By Benjamin Chiou
Date: Sunday 19 Dec 2010
Political instability among developed Western nations has prompted investors to adjust their weighting to the emerging markets, with fund managers expecting next year to exceed the record inflows of 2010.
Around $84bn has gone into emerging markets in the year-to-date, according to Slim Feriani of Advance Emerging Capital.
That figure surpasses the previous record inflow of $83bn in 2009 even though the year has not yet come to an end, Feriani notes.
“2011 could be the year when the emerging market sector finally gets its well-deserved structural re-rating,” he says.
Bruce Stout, manager of Murray International Trust, adds that “2011 is set to be another sluggish year for developed market economies...The economies of Europe, UK and US will take years to balance their structural deficiencies.”
However “in emerging markets the picture is completely different with supportive economic fundamentals,” Stout added.
In Europe so far, the financial recovery has been “anaemic” despite diluted double dip fears of late, says Andrew Bell, CEO of Witan Investment Trust. Bell argues that the debt crisis means that “there are a lot of structural deadweights on growth in Western economies.”
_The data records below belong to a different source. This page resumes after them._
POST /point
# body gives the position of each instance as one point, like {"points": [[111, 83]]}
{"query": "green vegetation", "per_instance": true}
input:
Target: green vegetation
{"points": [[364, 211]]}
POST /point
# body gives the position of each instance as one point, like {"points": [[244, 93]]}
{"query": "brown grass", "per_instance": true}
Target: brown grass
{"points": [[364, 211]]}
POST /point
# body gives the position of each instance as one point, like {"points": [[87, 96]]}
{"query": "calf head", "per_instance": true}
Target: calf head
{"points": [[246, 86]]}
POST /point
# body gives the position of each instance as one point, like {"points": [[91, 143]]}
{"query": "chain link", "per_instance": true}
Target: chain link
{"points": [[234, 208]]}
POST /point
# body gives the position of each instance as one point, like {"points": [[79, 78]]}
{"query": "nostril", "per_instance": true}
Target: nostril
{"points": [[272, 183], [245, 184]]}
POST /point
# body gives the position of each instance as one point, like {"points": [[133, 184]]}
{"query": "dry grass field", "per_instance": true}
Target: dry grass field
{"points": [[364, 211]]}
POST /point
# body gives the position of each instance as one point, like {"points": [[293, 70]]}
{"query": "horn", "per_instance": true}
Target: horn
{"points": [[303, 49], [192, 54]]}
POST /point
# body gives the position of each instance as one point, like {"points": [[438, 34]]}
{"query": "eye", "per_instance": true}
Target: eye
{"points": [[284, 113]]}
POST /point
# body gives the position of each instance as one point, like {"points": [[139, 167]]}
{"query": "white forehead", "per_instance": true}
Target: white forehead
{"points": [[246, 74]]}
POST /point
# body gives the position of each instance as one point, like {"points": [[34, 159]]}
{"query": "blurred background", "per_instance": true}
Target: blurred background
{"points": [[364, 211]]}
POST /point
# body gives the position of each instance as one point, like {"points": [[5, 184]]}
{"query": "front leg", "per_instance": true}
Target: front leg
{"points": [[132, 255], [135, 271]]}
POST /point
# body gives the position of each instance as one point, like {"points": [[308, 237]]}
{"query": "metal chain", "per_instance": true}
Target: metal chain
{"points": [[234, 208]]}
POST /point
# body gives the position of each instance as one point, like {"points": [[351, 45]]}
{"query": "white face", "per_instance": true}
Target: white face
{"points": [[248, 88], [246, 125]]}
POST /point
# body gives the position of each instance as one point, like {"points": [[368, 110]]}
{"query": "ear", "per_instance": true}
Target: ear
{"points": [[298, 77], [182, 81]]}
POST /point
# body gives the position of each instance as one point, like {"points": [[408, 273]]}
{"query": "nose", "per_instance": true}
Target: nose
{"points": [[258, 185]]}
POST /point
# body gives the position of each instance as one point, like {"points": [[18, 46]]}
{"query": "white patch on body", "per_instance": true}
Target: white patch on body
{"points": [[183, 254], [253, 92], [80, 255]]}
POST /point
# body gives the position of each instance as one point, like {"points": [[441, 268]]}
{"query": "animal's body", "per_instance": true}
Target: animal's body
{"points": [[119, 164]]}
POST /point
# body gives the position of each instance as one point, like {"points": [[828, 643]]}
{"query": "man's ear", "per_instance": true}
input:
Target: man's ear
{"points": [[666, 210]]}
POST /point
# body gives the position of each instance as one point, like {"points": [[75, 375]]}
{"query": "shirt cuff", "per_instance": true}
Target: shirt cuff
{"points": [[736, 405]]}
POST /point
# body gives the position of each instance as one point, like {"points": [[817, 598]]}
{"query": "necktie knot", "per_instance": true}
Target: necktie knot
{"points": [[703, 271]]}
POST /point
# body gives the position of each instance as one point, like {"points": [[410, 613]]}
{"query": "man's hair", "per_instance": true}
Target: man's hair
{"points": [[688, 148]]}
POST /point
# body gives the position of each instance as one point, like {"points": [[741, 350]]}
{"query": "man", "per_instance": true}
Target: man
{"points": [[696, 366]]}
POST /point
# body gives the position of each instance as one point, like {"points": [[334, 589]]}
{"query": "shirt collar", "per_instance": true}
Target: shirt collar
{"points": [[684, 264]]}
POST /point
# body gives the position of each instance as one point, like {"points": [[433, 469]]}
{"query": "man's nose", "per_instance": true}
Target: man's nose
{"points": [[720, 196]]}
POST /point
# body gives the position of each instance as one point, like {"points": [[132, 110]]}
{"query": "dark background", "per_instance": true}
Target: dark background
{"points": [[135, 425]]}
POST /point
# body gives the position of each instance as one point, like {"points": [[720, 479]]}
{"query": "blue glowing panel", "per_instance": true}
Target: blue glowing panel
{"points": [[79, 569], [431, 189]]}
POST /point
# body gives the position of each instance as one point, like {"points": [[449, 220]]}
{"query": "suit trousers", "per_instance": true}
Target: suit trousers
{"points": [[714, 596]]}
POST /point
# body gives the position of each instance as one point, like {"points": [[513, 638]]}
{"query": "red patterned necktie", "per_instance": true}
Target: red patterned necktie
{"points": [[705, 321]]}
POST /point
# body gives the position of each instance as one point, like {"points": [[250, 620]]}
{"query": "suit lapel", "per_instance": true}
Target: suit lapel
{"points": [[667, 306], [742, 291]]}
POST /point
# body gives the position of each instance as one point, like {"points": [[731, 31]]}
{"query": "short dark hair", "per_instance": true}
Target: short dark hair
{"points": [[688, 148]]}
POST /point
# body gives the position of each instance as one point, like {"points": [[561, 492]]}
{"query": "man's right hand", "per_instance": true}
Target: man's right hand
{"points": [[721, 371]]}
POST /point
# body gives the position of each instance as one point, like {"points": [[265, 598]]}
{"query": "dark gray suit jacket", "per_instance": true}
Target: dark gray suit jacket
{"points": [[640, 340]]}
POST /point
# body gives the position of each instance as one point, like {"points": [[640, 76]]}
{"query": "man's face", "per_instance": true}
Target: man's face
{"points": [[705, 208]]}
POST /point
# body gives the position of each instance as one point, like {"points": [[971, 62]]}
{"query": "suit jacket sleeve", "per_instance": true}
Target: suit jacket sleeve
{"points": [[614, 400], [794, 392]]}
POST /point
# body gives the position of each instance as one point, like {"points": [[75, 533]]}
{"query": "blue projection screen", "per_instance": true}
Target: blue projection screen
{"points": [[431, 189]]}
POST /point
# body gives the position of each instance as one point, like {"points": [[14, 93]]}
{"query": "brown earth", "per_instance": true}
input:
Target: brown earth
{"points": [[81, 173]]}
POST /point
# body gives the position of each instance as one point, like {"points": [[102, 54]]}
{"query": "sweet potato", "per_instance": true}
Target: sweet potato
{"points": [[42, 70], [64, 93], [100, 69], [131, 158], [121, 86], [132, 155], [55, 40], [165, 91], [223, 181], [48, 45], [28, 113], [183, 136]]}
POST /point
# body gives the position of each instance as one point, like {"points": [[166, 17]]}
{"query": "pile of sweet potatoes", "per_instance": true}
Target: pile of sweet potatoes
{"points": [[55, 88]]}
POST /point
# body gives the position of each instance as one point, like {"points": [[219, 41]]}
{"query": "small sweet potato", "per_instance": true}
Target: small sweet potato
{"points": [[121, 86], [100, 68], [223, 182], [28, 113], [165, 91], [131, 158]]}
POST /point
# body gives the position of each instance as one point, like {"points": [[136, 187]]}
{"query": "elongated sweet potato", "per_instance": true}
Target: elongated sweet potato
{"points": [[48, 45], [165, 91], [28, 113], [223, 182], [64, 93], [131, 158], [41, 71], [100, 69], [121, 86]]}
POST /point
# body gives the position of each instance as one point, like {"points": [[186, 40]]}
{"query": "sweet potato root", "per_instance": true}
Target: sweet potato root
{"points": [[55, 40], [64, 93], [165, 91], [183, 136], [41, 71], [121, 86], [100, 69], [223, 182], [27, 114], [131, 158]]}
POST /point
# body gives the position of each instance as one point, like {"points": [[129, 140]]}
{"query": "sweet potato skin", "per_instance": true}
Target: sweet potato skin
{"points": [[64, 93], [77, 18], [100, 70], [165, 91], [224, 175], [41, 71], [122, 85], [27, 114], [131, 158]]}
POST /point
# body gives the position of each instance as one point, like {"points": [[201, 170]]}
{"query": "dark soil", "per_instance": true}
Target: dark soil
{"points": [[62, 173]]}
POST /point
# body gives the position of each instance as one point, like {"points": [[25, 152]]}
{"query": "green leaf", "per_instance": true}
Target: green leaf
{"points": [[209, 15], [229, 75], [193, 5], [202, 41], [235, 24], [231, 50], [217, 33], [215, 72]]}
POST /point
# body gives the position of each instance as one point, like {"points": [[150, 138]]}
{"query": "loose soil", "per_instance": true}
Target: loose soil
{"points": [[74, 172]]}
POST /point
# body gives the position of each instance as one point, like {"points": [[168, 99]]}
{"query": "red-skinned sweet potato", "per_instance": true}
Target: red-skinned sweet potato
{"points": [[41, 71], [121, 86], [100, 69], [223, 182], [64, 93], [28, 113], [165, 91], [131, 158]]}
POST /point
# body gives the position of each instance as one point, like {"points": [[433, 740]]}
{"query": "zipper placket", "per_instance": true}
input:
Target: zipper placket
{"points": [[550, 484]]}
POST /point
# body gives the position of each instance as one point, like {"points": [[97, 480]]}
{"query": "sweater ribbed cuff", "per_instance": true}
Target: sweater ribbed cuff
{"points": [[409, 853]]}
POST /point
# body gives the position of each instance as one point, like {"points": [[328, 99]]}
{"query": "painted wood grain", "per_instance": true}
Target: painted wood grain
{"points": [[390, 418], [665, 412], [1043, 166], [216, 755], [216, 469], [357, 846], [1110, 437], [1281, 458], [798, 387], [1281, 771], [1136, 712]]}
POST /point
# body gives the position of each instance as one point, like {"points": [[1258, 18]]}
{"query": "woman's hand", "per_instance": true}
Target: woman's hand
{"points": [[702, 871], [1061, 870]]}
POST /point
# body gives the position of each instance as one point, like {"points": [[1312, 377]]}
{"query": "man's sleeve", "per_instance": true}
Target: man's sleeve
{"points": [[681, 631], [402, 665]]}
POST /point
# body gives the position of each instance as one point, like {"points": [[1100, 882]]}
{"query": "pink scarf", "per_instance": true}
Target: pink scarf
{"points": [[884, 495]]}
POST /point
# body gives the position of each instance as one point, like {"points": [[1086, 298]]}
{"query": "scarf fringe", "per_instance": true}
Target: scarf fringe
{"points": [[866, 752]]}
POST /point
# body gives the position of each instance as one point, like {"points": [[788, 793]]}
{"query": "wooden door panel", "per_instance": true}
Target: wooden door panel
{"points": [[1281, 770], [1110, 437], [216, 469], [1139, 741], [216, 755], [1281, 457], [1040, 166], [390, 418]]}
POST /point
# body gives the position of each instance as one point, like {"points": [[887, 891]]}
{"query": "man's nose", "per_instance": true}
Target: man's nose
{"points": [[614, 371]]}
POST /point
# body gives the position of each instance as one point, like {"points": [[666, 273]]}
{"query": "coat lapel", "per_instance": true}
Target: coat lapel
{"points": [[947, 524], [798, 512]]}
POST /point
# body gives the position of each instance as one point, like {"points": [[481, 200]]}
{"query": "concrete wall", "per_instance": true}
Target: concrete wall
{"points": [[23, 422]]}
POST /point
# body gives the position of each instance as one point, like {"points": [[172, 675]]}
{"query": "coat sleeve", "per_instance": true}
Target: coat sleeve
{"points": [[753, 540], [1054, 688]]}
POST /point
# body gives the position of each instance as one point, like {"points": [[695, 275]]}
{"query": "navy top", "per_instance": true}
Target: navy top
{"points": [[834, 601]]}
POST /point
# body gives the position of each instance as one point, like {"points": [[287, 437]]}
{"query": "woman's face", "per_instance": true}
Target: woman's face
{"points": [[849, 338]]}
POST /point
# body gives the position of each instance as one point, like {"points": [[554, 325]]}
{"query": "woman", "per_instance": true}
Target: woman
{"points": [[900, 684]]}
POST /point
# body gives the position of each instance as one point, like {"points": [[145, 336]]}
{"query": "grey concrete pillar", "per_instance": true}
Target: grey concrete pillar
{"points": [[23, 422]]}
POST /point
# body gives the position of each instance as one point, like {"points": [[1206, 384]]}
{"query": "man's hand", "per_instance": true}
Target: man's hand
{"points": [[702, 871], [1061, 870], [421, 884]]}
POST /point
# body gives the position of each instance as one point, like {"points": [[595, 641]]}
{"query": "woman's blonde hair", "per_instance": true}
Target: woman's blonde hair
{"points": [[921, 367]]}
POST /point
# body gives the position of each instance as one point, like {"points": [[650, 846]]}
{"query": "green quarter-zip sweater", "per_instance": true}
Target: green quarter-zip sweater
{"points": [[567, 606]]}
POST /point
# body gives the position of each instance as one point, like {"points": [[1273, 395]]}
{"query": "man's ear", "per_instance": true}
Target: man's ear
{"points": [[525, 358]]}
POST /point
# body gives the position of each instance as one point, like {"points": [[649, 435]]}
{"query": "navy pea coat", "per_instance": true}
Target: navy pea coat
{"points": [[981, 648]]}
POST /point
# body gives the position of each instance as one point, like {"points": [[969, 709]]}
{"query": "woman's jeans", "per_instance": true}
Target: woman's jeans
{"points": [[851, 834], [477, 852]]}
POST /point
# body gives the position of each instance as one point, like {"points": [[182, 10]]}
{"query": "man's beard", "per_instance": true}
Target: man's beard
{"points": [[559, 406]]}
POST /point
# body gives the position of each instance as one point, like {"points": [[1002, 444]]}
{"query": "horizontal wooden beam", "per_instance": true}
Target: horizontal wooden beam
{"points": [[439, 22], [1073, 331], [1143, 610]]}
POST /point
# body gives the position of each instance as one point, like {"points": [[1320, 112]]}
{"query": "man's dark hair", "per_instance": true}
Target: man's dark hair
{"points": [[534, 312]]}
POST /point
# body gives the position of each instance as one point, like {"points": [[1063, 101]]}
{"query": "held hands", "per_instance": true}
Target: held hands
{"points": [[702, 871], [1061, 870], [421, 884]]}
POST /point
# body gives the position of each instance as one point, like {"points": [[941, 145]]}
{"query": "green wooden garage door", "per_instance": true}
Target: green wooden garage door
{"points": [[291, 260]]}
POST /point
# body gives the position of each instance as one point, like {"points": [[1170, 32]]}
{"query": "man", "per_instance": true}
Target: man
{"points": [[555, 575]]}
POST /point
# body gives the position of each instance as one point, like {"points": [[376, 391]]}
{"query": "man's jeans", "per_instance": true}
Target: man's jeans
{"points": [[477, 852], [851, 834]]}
“The impact has been to divert attention to emerging economies,” he added. “We have to take some gearing off Europe as they are struggling to find closure on this crisis.”
Witan has increased its portfolio weight on the emerging market, from 10-11% last year, to 17-18% currently, while 50-60% it had invested in the UK previously has been reduced to 30-40%.
Feriani says 80% of the world’s population are located in the emerging markets and coupled with positive structural changes to many nations’ urbanisation, industrialisation and education should mean that these countries become an attractive source of growth in the equity markets.
“It is no secret anymore that the balance of economic, financial and political power has shifted significantly in favour of emerging markets, with China in the driving seat,” he said.
Feriani highlights that the average GDP rate around the world is between 3-4%, whereas growth in the emerging markets currently lies between 6-7%.
He also said that the global abundance of liquidity, partly thanks to the US’s recent quantitative easing programme, has boosted trade in these economies. Preconceptions about these nations as being mainly export-driven economies, when in fact they have large sources of internal growth, are also changing.
"A lot of people have been in a state of denial about what emerging markets are about...The reality is far better than the perception which the average investor has."